Businesses in the United Kingdom and the European Union are seeing fewer candidates and heightened competition for talent across multiple sectors thanks to a series of demographic, economic, and social trends. As employees look toward life after Covid, many are reconsidering their career choices and priorities – and deciding it’s time for a change.

This gives HR Directors many problems but also a unique opportunity to raise recruitment standards, advance their DE&I agenda, and build their employer brand through the application of leading scientific tools. Companies are facing greater scrutiny of and by their work force on ethnicity, gender, age, and social issues. Leading organizations are seeking ways to create workplaces that reflect the diversity of the population they serve; they understand the importance of being seen to be fair and just in dealing with employees and all stakeholders. Leaders are looking to create a workplace where people feel integrated and included, where their voice is heard every day.

As the pressure on HR Directors increases, recent scientific advances mean that psychometric tests are now indispensable tools to enable broader objective assessment of current and future employees.

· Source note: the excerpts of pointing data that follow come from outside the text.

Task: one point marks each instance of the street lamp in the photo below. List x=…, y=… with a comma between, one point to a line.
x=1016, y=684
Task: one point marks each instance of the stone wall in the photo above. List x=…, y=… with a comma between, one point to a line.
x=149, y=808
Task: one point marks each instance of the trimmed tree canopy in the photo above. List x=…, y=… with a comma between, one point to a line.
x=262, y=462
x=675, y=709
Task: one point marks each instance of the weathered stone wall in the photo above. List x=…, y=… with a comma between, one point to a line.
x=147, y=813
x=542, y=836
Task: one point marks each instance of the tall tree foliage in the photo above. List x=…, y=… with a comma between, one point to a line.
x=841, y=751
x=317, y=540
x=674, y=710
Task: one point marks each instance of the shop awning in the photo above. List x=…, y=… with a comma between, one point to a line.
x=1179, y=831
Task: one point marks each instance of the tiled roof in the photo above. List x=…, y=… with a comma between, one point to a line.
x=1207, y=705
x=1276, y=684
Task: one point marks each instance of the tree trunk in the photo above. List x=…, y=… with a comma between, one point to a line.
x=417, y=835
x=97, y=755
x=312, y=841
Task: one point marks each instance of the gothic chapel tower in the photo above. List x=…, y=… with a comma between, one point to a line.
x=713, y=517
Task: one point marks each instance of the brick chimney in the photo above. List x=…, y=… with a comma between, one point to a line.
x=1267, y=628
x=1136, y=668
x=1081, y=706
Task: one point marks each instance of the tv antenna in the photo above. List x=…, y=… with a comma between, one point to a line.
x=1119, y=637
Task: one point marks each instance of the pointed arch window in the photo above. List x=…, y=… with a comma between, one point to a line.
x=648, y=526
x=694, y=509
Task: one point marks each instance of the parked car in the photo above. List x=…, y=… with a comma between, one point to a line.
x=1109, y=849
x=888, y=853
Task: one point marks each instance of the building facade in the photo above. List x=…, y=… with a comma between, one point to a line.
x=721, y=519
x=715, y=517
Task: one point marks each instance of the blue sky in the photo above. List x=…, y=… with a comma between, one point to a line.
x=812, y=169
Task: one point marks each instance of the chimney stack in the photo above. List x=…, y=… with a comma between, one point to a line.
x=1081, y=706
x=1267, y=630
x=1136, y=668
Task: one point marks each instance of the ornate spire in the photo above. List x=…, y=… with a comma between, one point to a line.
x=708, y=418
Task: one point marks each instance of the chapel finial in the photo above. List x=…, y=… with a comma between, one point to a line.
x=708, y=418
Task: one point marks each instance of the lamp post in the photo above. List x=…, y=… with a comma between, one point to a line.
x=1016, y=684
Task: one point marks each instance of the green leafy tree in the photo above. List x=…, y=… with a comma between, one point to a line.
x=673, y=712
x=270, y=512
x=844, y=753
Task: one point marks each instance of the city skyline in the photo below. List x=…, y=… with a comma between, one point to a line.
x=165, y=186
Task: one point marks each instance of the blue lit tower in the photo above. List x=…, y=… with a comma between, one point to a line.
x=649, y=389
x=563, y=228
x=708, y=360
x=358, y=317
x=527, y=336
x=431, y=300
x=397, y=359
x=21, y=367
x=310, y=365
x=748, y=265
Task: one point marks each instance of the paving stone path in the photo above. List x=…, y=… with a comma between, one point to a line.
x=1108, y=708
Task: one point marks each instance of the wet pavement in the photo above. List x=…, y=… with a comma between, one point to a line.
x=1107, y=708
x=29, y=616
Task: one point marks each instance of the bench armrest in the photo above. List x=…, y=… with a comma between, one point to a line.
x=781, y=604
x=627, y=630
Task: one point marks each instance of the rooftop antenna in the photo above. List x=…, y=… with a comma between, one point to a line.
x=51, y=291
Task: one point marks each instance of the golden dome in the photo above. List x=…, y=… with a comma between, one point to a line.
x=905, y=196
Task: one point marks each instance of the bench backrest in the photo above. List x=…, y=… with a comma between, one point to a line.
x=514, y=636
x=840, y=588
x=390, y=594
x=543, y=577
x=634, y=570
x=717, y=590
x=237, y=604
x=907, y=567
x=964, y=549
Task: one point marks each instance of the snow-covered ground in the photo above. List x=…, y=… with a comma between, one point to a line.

Five Issues Facing HR Directors Today

There are five pressing issues that HR Directors currently face that present a series of urgent challenges:

  1. Ensuring sufficient challenge of the role description and person specification.
    When a vacancy arises, it’s always urgent. Will the HRD or Talent Acquisition Head take time to step back and question which parts of the specification are no longer essential, how the potential talent pool could be broadened, and how we may be able to consider someone who looks, sounds, or thinks differently from the previous job holder?
  2. Video interviewing
    Face-to-face interviews (even by a well-trained interviewer) have always been overrated for their predictive validity, and now with the single dimension and remote interaction of interviewing over Zoom or Teams, despite the benefits of ease of access, interviewers are making key recruitment decisions based on even less information
  3. The impact of limited skills or biases of assessors
    In my 30 years in HR, I have consistently encountered colleagues at all levels of seniority whose interview skills and people judgement were subject to conscious or unconscious bias.  The recruitment process owner needs to ensure conscious inclusion throughout the assessment.
  4. Alignment vs. groupthink
    When the assessment panel meets to review the final candidate slate, the responsibility of the HRD or Talent Acquisition Head is to fully consider each of the candidates and their relative merits versus the desired specification, and to achieve this they need as much relevant, objective data on each candidate as possible. HRDs have a responsibility to manage the assessment panel as the risk to the company of a bad hire, or the opportunity cost of missing a strong hire, is growing each year.
  5. Ensuring positive candidate experiences
    There may only be one final successful hire, but what will the unsuccessful candidates be telling family, friends, and colleagues about their personal experience of the company and recruitment process? The company’s reputation is on the line at every stage.

To address this final issue right away, HRDs and Talent Acquisition Heads should level up the process for candidates. Some ways may include:

  • Brief and prepare candidates for each stage of the process
  • Monitor the progress of different candidate profiles throughout the assessment process
  • Provide opportunities for candidates to disclose any specific concerns they may have
  • Make accommodations for the wide variety of disability and neurodiversity needs as appropriate during the assessment process
  • Use tests which are proven to have no differences across ethnic groups.
  • Provide feedback at the end of the process to all candidates

More guidance on ‘leveling up’ by fostering belonging, inclusive leadership, and diversity can be found in my colleague Eleri Dodsworth’s recent paper on the subject.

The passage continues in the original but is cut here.